結局株が上がって儲かっているうちは誰も文句を言わないし、逆に自分も一口乗りたいという気持ちが勝るというのは古今東西を問わないことかもしれません。
日本でもライブドアなんかそうでしたよね。


感想その3:日本も「トラック勝負」が出来るようにならないといけない

SPV(しかもエンロンのCFOが代表者)を使っての不正など、今となっては「こんなのがまかり通るなんて」というような話が多いですが、確かに90年代では日本ではようやくSPVとかを使った資産流動化取引が出だしたころです。
今の日本は制度改正により取引スキームについてはほぼアメリカと同様のものが可能になる一方で、エンロン事件をきっかけにできたSOX法やその他の規制強化の影響などで今の日本ではアメリカ同様規制が厳しくなりズルをする余地は減っています(新興市場の上場審査などは未だに?ですが。)。

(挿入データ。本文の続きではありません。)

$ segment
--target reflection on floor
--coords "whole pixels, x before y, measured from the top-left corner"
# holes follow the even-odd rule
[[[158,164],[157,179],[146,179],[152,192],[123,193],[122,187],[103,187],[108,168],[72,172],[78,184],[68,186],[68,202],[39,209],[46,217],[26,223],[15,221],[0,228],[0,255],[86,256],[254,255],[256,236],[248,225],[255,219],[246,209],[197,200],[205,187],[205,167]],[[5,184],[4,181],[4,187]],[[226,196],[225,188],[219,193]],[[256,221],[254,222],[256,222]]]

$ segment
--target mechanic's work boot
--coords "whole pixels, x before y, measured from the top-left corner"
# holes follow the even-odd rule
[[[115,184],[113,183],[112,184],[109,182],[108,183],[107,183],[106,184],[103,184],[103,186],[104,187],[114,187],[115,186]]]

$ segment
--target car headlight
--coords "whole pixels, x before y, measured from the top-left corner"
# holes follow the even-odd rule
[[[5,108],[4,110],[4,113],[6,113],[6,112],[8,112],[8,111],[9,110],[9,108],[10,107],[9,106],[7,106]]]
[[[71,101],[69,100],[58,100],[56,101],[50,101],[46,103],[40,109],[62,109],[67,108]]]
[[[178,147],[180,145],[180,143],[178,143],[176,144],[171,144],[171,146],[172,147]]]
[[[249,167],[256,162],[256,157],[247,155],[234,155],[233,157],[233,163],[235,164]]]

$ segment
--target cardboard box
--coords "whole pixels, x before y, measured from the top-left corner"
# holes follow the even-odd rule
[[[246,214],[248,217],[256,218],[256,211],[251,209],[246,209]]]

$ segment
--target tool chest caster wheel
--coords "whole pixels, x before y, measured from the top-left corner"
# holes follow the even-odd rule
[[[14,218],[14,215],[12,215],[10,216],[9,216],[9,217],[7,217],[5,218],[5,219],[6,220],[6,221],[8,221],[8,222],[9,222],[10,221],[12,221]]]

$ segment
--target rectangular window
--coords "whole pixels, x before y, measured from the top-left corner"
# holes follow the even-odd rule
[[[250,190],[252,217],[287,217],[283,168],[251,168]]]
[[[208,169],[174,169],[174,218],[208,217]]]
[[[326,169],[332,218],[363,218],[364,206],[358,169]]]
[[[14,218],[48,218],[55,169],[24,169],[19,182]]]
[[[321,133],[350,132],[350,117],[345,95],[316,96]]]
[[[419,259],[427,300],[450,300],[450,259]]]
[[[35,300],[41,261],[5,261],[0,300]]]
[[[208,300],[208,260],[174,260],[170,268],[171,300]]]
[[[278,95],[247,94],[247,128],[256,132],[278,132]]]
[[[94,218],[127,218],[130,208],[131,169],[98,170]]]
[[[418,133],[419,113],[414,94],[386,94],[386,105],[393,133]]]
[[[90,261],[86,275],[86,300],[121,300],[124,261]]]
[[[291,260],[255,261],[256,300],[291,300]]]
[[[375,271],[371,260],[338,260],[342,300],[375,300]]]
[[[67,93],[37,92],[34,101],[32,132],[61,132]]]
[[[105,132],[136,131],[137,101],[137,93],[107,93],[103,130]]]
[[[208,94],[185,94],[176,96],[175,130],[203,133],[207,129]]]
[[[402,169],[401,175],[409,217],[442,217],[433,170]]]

今までは日本の諸制度が遅れていたために外資系投資銀行などにカモにされていても制度を言い訳にできた(役所のせいにできた)のですが、これからは同じ土俵で勝負するとなるとそういう言い訳が効かなくなります。
今までは相当差がついていたマラソンランナーが競技場で追いついて最後のトラック勝負になってきたようなもので、そうなると相手も本気でいろんな新手の手法を駆使して蹴落としにかかると思います。
日本の(特に金融機関は)そのへんの競争に勝ちのこていかないといけませんね。

大丈夫かなぁ・・・


閑話休題

ちょうどエンロンが破綻したとき、友人が米国のビジネススクールに留学していて、そこのクラスメートに「アーサーアンダーセン→エンロン」という錚々たるキャリアの男がいたそうです。
この辺がアメリカらしいのですが、エンロン破綻が報じられた直後に学内で緊急討論が開かれ、早速彼がパネラーとして招かれました。
経歴を考えるとMBAをとったからと言ってすぐにいい就職先を見つけるのは難しかろうと友人で慰労会を開いたところ、彼曰く多少落ち込みながらも「まあ、ここ数年で"millions"稼いだからしばらくヨットでもしながらのんびりするさ」などと言って、周りをしらけさせていたそうです。

ま、そんなノリの会社だったんですね。